Despite the positive beginnings, I still think of myself as a scrambled egg. I fluctuate every day as to how I feel about my chances of becoming a mother. Will the injections work with IUI? Will adding a trigger shot be my miracle? Or, will I need to top-of-the-line, gold standard IVF treatment to get pregnant? I'm willing to try a round, but will one round be enough? Will we have extra embryos if we go that route? Will spending $20,000 get me to my goal? Will adoption feel like a natural next step, if the procedures don't work? Will my heart hold out during all of these ups and downs, or will it break into a million pieces?

There are few easy answers in infertility. We all take in as much information as possible and make the best decisions we can with what we know. But, in the end, sometimes it feels like I am back at square one, waiting on it to "happen when it's supposed to happen" or "in God's time." But, as Dr. S once told me, there's no shame in searching out a medical treatment for a medical problem. Most agree God is OK with doctors treating our medical conditions, and often see the lifesaving and involved work of doctors as doing some of God's work.. Way back when I started on this Merry-Go-Round, Dr. S told me that "God helps those who help themselves." That's precisely my take on this as well.

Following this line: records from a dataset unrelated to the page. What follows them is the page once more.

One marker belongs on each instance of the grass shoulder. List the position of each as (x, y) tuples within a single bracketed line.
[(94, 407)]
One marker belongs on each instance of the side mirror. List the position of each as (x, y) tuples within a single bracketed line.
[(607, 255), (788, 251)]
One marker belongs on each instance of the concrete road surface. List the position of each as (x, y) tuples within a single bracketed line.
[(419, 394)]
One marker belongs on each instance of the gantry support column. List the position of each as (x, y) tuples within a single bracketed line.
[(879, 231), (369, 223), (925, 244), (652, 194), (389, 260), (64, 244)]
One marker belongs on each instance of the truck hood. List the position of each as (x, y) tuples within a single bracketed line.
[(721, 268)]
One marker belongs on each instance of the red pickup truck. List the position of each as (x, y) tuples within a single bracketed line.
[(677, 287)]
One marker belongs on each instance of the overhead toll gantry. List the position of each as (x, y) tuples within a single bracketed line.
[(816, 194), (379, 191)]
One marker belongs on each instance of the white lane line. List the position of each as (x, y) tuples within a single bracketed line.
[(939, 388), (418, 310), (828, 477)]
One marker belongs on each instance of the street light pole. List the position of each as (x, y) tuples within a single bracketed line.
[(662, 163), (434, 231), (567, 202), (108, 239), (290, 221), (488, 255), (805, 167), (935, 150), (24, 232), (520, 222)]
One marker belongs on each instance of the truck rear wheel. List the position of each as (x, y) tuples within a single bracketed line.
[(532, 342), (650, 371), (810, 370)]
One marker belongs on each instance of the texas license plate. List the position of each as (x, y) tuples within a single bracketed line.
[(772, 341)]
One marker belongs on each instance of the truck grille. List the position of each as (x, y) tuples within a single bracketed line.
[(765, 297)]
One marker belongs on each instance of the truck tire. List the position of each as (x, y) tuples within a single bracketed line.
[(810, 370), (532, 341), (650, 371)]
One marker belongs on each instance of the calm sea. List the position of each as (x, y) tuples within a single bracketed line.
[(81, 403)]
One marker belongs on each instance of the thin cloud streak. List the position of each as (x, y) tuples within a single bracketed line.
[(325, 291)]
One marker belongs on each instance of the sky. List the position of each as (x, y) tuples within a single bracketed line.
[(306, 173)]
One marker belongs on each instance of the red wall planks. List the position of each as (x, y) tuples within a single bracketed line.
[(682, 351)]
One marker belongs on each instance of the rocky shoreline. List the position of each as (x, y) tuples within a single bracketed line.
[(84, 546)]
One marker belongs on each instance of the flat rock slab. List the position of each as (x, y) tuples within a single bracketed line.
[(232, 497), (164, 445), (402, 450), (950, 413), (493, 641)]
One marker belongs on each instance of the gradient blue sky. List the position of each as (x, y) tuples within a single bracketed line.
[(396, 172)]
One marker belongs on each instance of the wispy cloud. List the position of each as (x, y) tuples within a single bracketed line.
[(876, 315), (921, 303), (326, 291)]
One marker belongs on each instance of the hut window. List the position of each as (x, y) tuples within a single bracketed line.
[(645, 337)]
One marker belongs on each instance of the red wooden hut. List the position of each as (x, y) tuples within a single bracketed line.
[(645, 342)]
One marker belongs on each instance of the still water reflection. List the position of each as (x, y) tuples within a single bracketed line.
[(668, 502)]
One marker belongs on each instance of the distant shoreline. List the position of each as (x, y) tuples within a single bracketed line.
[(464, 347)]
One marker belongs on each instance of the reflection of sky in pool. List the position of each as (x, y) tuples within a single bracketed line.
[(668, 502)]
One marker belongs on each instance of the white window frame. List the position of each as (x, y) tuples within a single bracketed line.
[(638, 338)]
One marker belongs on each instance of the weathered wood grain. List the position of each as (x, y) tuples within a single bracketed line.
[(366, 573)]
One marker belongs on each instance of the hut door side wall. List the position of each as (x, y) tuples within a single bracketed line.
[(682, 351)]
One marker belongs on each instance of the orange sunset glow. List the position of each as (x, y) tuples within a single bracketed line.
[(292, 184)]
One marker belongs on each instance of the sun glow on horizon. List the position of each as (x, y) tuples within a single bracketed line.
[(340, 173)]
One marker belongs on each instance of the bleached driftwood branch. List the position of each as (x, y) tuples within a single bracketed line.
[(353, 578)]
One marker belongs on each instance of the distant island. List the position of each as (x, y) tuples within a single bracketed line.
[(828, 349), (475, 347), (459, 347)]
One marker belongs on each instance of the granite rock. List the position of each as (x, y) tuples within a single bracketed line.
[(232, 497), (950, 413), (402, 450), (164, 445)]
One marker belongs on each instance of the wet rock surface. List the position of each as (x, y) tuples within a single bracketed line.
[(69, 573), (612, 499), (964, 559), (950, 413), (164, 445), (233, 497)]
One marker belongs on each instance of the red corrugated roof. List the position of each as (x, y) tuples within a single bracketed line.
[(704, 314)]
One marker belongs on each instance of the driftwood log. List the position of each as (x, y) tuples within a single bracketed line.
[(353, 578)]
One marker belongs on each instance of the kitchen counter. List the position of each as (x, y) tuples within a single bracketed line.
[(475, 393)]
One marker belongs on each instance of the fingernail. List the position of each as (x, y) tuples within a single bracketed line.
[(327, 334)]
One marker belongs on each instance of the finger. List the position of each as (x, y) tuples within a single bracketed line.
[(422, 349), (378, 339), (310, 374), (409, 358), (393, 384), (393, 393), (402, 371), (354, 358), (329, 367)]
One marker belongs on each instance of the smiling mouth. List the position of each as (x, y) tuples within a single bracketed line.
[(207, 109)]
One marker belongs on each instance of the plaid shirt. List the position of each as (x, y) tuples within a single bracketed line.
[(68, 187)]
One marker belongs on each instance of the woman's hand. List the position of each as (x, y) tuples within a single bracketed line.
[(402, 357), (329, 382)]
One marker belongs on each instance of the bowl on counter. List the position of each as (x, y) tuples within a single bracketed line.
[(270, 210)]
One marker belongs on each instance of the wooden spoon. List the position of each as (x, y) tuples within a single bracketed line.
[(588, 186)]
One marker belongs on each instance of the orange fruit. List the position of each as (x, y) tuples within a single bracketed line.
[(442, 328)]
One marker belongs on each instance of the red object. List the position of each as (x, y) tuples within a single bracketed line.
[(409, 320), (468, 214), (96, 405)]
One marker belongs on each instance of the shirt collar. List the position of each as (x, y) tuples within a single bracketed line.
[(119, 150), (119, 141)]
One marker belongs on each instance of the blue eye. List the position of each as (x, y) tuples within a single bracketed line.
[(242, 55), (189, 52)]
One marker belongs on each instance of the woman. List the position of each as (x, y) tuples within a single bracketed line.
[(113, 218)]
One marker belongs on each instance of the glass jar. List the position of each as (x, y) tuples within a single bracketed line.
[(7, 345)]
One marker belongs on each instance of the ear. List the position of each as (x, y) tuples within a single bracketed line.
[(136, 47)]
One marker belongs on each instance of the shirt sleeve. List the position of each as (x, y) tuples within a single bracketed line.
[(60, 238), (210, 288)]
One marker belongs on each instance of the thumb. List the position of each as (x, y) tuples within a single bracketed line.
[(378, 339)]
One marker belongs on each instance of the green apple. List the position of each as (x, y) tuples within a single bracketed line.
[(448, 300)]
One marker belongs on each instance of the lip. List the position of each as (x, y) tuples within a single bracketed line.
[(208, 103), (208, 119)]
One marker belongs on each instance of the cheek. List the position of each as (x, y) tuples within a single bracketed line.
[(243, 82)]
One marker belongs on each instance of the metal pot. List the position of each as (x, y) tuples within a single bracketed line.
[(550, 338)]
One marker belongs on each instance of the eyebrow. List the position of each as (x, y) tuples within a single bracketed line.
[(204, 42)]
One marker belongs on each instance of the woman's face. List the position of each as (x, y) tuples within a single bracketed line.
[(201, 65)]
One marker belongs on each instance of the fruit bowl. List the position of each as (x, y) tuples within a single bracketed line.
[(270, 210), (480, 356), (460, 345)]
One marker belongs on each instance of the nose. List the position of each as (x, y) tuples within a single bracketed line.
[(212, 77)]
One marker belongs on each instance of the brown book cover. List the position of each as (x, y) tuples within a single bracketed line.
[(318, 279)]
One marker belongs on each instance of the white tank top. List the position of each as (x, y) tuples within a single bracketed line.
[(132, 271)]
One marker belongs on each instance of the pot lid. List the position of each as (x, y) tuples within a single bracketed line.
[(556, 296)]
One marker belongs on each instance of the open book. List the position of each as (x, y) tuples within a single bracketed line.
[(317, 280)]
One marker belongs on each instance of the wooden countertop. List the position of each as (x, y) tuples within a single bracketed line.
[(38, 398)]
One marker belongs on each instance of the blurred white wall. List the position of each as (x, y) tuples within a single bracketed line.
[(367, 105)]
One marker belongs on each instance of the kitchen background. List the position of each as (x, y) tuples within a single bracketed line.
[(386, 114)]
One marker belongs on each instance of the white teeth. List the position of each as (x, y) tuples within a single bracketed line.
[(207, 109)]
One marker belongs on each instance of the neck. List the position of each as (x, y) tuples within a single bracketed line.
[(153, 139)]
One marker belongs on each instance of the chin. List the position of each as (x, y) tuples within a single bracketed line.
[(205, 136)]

Of course, I guess I have to believe that. What else would help a Type A Tough Egg like me make peace with one more go in the frying pan?

Comments

  1. Started following you today, found you via the 31 days challenge. I am at a different place in my infertility journey. I am working on living my life with joy despite the fact that I am childless not by choice. (hubby has a child from his first marriage who was poisoned against us by her mother, and we have a "foster" daughter who we took in when she was 17.)